2007 marked the culmination of the largest procurement programmes ever undertaken by the UAE Air Force, with the final deliveries of the 80 F-16E/F Block 60 "Desert Falcons" and approximately 60 upgraded Mirage 2000-9, giving the air force a considerable multirole capability. These two investments represented a total expenditure of around $10 billion, with additional money spent on infrastructure and logistics. A $6.4 billion contract with Lockheed Martin for the supply and support of the 80 F-16s was signed in March 2000, while a $3.4 billion deal for the purchase of 30 new Mirage 2000-9 and retrofitting of the 33 older UAE Mirage 2000s was signed earlier in 1998. Missiles were also purchased: 160 AGM-88 HARMs, 1,000 or more AGM-65 Mavericks, about 500 AIM-120 AMRAAMs, 270 AIM-9 Sidewinders and 52 AGM-84 Harpoons. In November 2017, the United Arab Emirates Armed Forces announced their intention to sign a contract with Dassault Aviation for the upgrade of its Mirage 2000-9 aircraft. French newspaper La Tribune reported the modernization would cost roughly €300 million.

After a competition between the BAE Hawk, KAI T-50 Golden Eagle and Alenia Aermacchi M-346 Master, the UAEAF announced the acquisition of 48 trainer and light attack aircraft, with the first deliveries to take place in 2012. The other training types that are thought to be near replacement are the 30 Pilatus PC-7s and five Aermacchi MB-339s serving with the Air Academy at Al Ain.  The MB-339 is also in use with the UAEAF flight display team, Al Fursan.

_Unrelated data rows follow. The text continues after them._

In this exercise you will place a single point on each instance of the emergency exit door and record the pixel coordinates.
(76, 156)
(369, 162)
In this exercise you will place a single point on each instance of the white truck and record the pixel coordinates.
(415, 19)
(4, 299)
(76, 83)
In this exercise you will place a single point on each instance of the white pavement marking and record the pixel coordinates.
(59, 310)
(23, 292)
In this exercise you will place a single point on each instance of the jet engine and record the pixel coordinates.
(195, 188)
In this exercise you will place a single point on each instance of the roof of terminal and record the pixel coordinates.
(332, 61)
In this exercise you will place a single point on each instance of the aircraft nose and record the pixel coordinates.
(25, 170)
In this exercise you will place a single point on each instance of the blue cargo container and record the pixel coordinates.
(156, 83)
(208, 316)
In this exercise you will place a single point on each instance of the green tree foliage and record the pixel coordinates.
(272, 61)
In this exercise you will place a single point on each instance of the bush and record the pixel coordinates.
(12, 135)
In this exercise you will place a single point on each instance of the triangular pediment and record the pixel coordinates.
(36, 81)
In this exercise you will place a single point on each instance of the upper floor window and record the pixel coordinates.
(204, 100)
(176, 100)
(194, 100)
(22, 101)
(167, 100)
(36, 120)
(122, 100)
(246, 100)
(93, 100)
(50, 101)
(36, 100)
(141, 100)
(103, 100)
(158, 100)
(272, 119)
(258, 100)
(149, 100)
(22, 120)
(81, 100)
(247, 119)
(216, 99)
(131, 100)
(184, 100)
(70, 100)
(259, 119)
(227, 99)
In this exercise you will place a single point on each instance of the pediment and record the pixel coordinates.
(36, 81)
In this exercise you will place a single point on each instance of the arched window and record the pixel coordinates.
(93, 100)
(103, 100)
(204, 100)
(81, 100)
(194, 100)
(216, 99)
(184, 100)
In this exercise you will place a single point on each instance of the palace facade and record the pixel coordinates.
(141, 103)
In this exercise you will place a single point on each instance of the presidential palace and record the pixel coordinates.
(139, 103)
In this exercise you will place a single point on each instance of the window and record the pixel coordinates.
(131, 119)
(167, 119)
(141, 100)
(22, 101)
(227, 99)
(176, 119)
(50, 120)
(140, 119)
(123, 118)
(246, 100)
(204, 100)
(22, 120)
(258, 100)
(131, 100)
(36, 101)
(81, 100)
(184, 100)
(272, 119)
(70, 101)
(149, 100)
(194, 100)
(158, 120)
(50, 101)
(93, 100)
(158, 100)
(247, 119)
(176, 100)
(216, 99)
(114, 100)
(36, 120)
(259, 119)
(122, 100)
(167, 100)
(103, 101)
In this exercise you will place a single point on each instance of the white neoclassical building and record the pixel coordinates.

The UAEAF has operated 20 IAR 330 Puma helicopters since the late 1970s. These have been recently upgraded to the IAR-330SM standard by IAR Ghimbav in Romania in cooperation with Eurocopter. These aircraft, supplemented by a further ten ex-South African Air Force reworked SA-330s, are expected to remain in service for at least 15 years. Although no replacement for the Puma fleet is required in the immediate future, the force will be supplemented by 26 Sikorsky UH-60M Battlehawks, with 390 AGM-114N Hellfire II missiles. 30 AH-64A Apache helicopters were modernised as well, to the AH-64D Longbow standard, and a dozen Eurocopter Fennecs were recently acquired for special forces use.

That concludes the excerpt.